In Europe a banking union remains elusive
If anything, the centrifugal forces resisting closer co-operation appear stronger than those pushing for greater integration
Ask for a concrete example of the euro zone’s march toward further integration, and you will soon hear the words "banking union".
At the height of the sovereign debt crisis, European leaders agreed to move supervision of the region’s most important lenders to the European Central Bank, create a single rule book, and start centralised funds to deal with future banking crises.
The project has made some progress, but is now under threat. Politicians and domestic supervisors are seeking to constrain what the ECB can do. They are also pressing for national – rather than cross-border – solutions to deal with their ailing domestic lenders.
Banking union remains a half-way house without a joint guarantee programme that can reimburse depositors of failing lenders. If anything, the centrifugal forces appear stronger than those pushing for greater integration.
The attacks on Europe’s banking union – and on the ECB’s supervisory powers in particular – are part of a broader hostility towards the transfer of power to technocrats, especially those in Brussels or Frankfurt.
In his retirement speech last month, Ignazio Angeloni, a former member of the ECB Supervisory Board, described how “national sovereignty seemingly contradicts the logic of the banking union, which implies transferring certain policy functions to the supranational level”. He also noted how “supervisory independence deviates from direct democracy, which populists favour”.
These are difficult challenges. But populists are hardly the only ones pushing back against the principles underpinning the project. In Italy, successive centre-left governments and the central bank have repeatedly contested the rules governing bank failures, in particular the principle that bondholders should take losses.
In Germany, Olaf Scholz, the social democrat finance minister, is supporting a merger between Deutsche Bank and Commerzbank in the hope of creating a national champion to help domestic companies. Last year, the European Parliament, where the populists are in a small minority, frustrated the ECB’s attempts to set more stringent rules about how banks should write down their non-performing loans, saying they amounted to over-reach. Even an EU court has recently ruled against the European Commission, saying it cannot prevent member states’ national guarantee programmes from rescuing failing banks, as it did in Italy in 2014.
Moreover, European leaders have proven incapable of accelerating the completion of the banking union, leaving it stuck in an uncomfortable no man’s land. True, the European Council decided at the end of last year to strengthen the Single Resolution Fund, the common fund used to help winding down a bank. But the pool remains too small to deal with a systemic crisis, and any move to set up a joint deposit guarantee fund has been opposed by Germany.
National authorities face a greater temptation to go it alone. Italy has circumvented the rules on several occasions, setting up voluntary rescue funds to prevent troubled banks’ bondholders from taking losses. The ruling on deposit guarantee programs (which the European Commission can still appeal) may prompt some member states to stop pushing for a joint safety net, fearing it could have stricter rules than their own national ones.
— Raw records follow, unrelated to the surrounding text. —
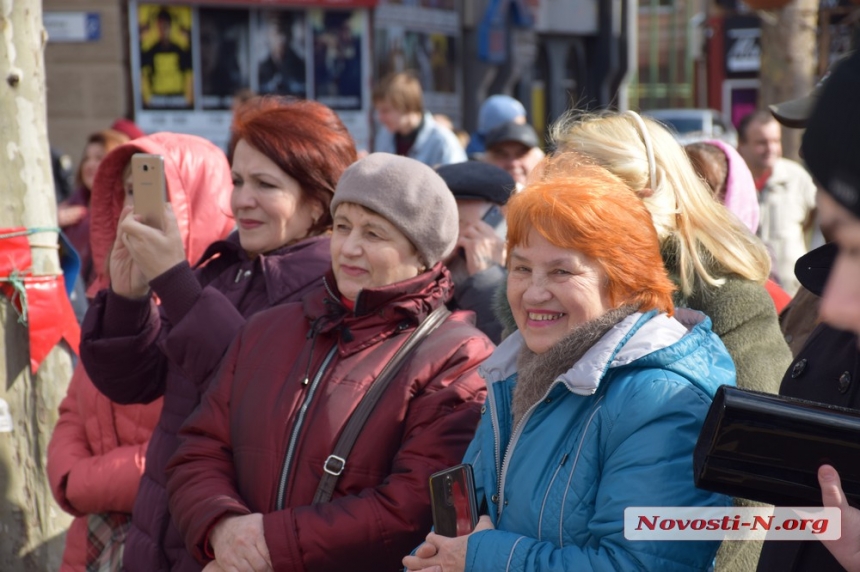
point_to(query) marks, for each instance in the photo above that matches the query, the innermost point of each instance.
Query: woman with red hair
(286, 158)
(595, 403)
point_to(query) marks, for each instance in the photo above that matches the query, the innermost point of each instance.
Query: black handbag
(768, 448)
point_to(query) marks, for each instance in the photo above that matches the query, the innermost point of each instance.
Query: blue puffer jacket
(616, 430)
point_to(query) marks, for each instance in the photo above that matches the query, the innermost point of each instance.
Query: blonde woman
(718, 265)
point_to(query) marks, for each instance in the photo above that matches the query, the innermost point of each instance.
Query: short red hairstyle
(586, 208)
(305, 139)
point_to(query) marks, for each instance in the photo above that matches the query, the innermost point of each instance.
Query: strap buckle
(334, 465)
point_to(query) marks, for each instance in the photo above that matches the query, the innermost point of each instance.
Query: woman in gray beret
(245, 482)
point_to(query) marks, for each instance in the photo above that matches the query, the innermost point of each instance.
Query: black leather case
(768, 448)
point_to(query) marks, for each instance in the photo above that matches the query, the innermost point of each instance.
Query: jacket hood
(683, 344)
(378, 312)
(741, 194)
(199, 183)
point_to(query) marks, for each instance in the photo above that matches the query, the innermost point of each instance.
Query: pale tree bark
(32, 526)
(788, 60)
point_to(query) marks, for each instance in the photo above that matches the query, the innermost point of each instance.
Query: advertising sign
(166, 70)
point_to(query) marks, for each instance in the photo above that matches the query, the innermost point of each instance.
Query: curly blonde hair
(706, 240)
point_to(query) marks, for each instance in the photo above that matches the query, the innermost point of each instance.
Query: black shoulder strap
(336, 462)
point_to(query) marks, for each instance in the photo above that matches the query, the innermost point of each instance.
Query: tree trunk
(32, 526)
(788, 60)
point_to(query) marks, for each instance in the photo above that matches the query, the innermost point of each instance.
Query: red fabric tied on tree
(51, 317)
(48, 311)
(14, 252)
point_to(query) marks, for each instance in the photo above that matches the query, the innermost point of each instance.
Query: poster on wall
(166, 72)
(428, 55)
(281, 53)
(740, 98)
(224, 56)
(337, 57)
(188, 63)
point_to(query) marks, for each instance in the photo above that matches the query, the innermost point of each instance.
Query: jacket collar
(287, 270)
(632, 338)
(380, 312)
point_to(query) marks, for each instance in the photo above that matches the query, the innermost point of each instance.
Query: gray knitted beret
(410, 195)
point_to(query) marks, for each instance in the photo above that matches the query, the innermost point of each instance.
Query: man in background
(515, 148)
(786, 194)
(477, 264)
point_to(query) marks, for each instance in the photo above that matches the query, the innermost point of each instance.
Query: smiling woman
(245, 483)
(595, 403)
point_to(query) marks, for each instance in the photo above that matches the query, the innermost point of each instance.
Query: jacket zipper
(513, 443)
(297, 426)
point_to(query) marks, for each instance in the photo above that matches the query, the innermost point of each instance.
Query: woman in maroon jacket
(243, 482)
(286, 158)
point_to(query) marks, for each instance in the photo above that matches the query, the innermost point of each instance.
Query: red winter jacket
(235, 446)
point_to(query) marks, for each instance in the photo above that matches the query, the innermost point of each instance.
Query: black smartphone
(493, 216)
(452, 498)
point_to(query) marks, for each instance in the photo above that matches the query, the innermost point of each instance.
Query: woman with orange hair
(595, 403)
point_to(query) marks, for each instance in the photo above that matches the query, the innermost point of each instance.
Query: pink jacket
(95, 458)
(97, 451)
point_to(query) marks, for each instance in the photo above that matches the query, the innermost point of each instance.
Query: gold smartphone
(150, 190)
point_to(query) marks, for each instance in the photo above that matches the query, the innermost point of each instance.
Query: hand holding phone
(150, 190)
(452, 497)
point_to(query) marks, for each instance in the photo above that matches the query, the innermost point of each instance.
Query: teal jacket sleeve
(647, 461)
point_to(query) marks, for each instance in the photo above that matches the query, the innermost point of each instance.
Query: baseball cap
(518, 132)
(831, 142)
(498, 110)
(475, 180)
(795, 112)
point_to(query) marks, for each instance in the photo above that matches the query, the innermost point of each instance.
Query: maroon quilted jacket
(236, 455)
(135, 352)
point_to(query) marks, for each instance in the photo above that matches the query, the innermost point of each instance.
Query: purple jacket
(135, 352)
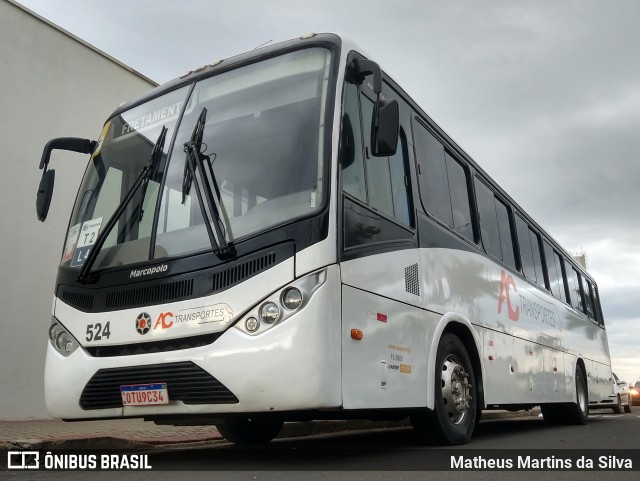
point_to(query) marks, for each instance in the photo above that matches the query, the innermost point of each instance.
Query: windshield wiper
(211, 211)
(143, 179)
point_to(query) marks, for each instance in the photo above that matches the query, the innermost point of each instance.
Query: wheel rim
(456, 389)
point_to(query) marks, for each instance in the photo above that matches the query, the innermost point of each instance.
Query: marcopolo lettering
(149, 271)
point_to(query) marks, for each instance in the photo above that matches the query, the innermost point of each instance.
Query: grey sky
(543, 94)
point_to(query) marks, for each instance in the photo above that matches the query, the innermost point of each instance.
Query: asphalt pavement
(125, 433)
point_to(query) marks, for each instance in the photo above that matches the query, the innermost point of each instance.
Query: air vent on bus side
(412, 280)
(239, 272)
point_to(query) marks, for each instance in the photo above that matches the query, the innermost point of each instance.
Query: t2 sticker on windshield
(88, 235)
(70, 244)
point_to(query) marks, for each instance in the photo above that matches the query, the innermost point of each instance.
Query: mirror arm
(74, 144)
(358, 69)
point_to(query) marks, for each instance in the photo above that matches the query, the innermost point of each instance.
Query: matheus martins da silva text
(543, 463)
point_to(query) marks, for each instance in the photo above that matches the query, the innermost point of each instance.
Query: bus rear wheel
(570, 413)
(254, 430)
(454, 415)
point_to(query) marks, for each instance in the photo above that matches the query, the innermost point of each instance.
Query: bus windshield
(262, 142)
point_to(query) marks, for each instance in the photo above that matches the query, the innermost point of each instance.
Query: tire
(455, 411)
(617, 409)
(578, 412)
(258, 430)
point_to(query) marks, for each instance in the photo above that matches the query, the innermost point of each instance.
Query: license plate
(144, 394)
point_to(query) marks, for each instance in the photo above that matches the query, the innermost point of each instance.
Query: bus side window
(597, 305)
(560, 270)
(552, 272)
(537, 259)
(588, 299)
(506, 236)
(459, 190)
(526, 253)
(381, 182)
(485, 200)
(352, 158)
(576, 296)
(432, 174)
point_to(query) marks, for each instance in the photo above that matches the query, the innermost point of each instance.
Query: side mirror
(45, 189)
(385, 126)
(74, 144)
(45, 192)
(385, 123)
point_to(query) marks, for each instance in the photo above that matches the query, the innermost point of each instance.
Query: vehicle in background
(621, 391)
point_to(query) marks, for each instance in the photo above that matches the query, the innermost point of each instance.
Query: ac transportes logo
(143, 323)
(507, 283)
(520, 305)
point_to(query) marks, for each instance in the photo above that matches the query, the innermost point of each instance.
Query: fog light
(252, 324)
(53, 332)
(62, 340)
(292, 298)
(269, 313)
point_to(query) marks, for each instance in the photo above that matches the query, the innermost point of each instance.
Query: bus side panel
(499, 379)
(387, 367)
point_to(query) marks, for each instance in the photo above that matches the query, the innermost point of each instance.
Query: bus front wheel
(254, 430)
(454, 415)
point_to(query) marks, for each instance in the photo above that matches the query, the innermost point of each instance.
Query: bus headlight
(252, 324)
(269, 313)
(61, 339)
(292, 298)
(282, 304)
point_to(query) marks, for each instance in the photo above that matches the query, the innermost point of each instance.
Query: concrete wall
(51, 85)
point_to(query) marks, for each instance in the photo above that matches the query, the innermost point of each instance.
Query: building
(52, 84)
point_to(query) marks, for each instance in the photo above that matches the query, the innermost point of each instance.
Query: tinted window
(552, 273)
(574, 290)
(352, 159)
(537, 259)
(399, 171)
(588, 298)
(458, 188)
(597, 306)
(559, 269)
(526, 253)
(506, 239)
(377, 168)
(488, 219)
(434, 186)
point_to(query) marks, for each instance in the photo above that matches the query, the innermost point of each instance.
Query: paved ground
(121, 433)
(51, 432)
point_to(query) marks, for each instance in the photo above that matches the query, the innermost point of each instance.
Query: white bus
(285, 235)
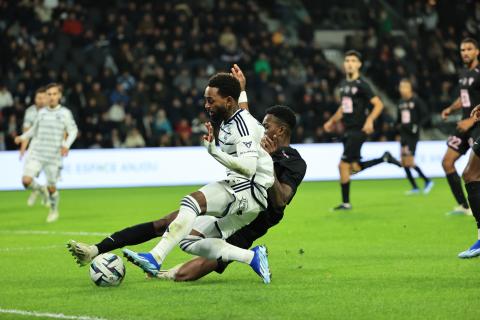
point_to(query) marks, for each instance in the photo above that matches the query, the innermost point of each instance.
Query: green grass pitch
(392, 257)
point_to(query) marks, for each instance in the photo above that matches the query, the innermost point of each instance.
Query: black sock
(345, 192)
(420, 173)
(410, 178)
(473, 191)
(456, 186)
(370, 163)
(128, 236)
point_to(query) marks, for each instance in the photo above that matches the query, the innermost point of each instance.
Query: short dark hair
(285, 115)
(227, 85)
(470, 40)
(354, 53)
(40, 90)
(55, 85)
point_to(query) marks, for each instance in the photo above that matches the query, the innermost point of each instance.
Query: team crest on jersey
(248, 144)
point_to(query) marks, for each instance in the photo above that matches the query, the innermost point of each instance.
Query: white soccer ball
(107, 270)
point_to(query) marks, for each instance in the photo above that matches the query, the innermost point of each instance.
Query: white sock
(54, 200)
(35, 186)
(178, 229)
(215, 249)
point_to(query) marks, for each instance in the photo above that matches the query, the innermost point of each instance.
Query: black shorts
(408, 142)
(352, 144)
(462, 141)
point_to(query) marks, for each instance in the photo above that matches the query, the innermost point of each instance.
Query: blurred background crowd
(134, 72)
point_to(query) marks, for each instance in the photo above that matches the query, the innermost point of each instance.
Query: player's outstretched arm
(238, 74)
(244, 165)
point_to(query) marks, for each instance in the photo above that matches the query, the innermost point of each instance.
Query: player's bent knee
(26, 181)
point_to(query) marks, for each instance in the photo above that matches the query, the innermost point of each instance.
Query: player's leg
(31, 170)
(52, 172)
(456, 148)
(471, 176)
(140, 233)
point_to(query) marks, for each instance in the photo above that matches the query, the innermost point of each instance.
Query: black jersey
(290, 169)
(469, 83)
(412, 114)
(355, 101)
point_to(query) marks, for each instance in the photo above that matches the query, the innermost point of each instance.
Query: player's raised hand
(368, 127)
(238, 73)
(328, 126)
(446, 112)
(270, 145)
(475, 114)
(209, 136)
(64, 151)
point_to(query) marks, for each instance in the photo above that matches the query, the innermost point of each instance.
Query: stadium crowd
(134, 72)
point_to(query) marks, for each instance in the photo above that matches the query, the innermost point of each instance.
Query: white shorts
(33, 167)
(231, 205)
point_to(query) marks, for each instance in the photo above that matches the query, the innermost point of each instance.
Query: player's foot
(32, 198)
(45, 197)
(387, 157)
(259, 263)
(83, 253)
(472, 252)
(143, 260)
(428, 187)
(52, 216)
(342, 207)
(412, 192)
(460, 211)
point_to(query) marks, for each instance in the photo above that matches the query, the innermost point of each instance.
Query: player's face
(215, 104)
(468, 52)
(54, 96)
(272, 127)
(405, 89)
(41, 99)
(351, 64)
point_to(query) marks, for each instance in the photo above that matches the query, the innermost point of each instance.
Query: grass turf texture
(392, 257)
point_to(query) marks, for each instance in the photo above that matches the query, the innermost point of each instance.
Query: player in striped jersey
(28, 182)
(219, 209)
(49, 144)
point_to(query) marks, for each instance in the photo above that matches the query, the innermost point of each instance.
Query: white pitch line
(52, 233)
(47, 315)
(32, 248)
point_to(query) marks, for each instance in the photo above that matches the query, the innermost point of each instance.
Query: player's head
(279, 121)
(221, 95)
(54, 93)
(405, 88)
(469, 50)
(352, 62)
(41, 97)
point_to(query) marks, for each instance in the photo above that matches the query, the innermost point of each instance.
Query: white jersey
(30, 116)
(240, 136)
(48, 134)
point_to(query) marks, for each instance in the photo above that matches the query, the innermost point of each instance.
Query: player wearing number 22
(357, 99)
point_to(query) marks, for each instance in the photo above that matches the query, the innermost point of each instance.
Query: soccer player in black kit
(290, 169)
(357, 99)
(467, 130)
(412, 115)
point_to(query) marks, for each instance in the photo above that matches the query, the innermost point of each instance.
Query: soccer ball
(107, 270)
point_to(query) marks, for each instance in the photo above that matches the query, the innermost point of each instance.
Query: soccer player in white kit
(219, 209)
(40, 101)
(49, 144)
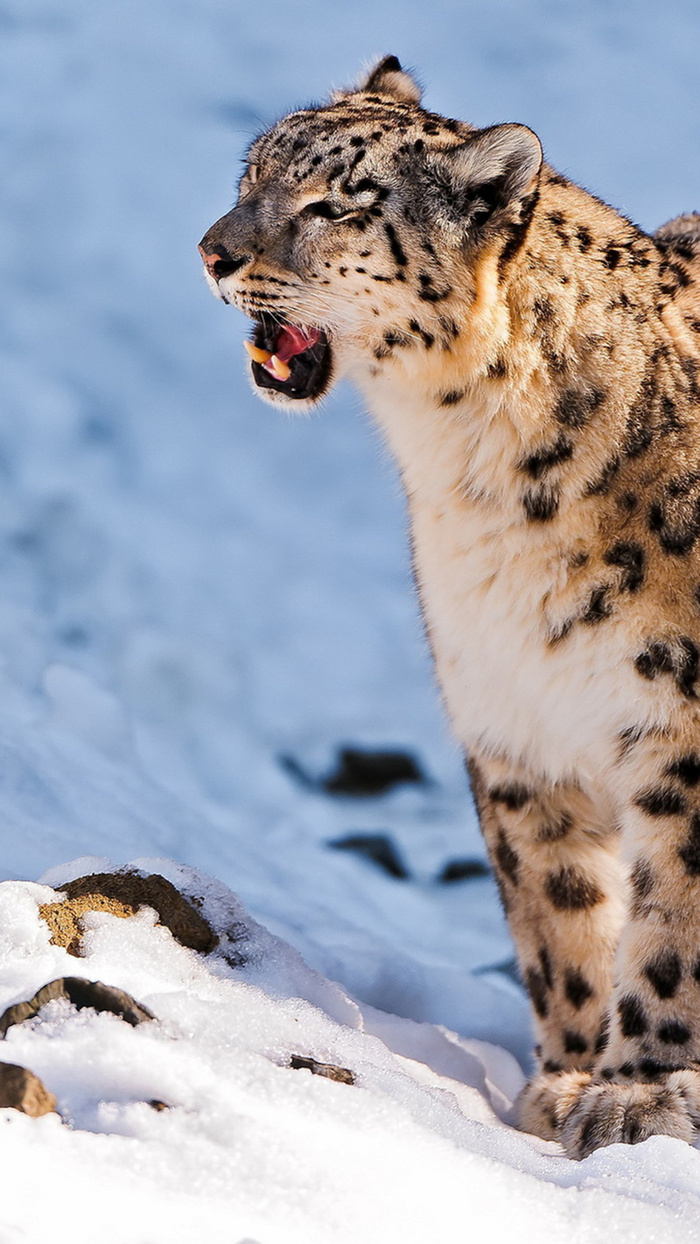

The looming Commerzbank-Deutsche Bank merger could soon put the German government on a collision course with the ECB.
European supervisors therefore face a dilemma: if they cave in to the will of the politicians, they lose both their credibility and their raison d’etre. Conversely, if they act too aggressively, they risk being stripped of the powers they have received.
The answer must be to combine a firm interpretation of the rules with more transparency. Mr Angeloni noted that while supervisors are typically asked to contribute to the “safety and soundness” of the institutions, there is little agreement over what this means. This is very different from the monetary policy mandate of most central banks, which typically takes the form of a specific target. A more precise definition of the supervisors’ objectives could be useful.
Moreover, it is important that the Single Supervisory Mechanism does a better job at explaining what it expects from banks, especially with regard to capital requirements. The European Parliament must allow the supervisors to do their job, rather than crying foul when these demands are too specific. But the onus must fall also on the ECB, which has too often neglected to communicate its requests clearly to both investors and the public.
Andrea Enria, the new chairman of the ECB Supervisory Board, has made enhancing transparency one of his priorities. In the past, he has argued that Europe should change the way it runs its stress tests, announcing their results alongside any demands for a capital raise so as to avoid confusion. At a time of rising populism and economic nationalism, such moves toward more transparency may be insufficient to save the banking union.
But they are its best hope, at least until politicians rediscover its relevance.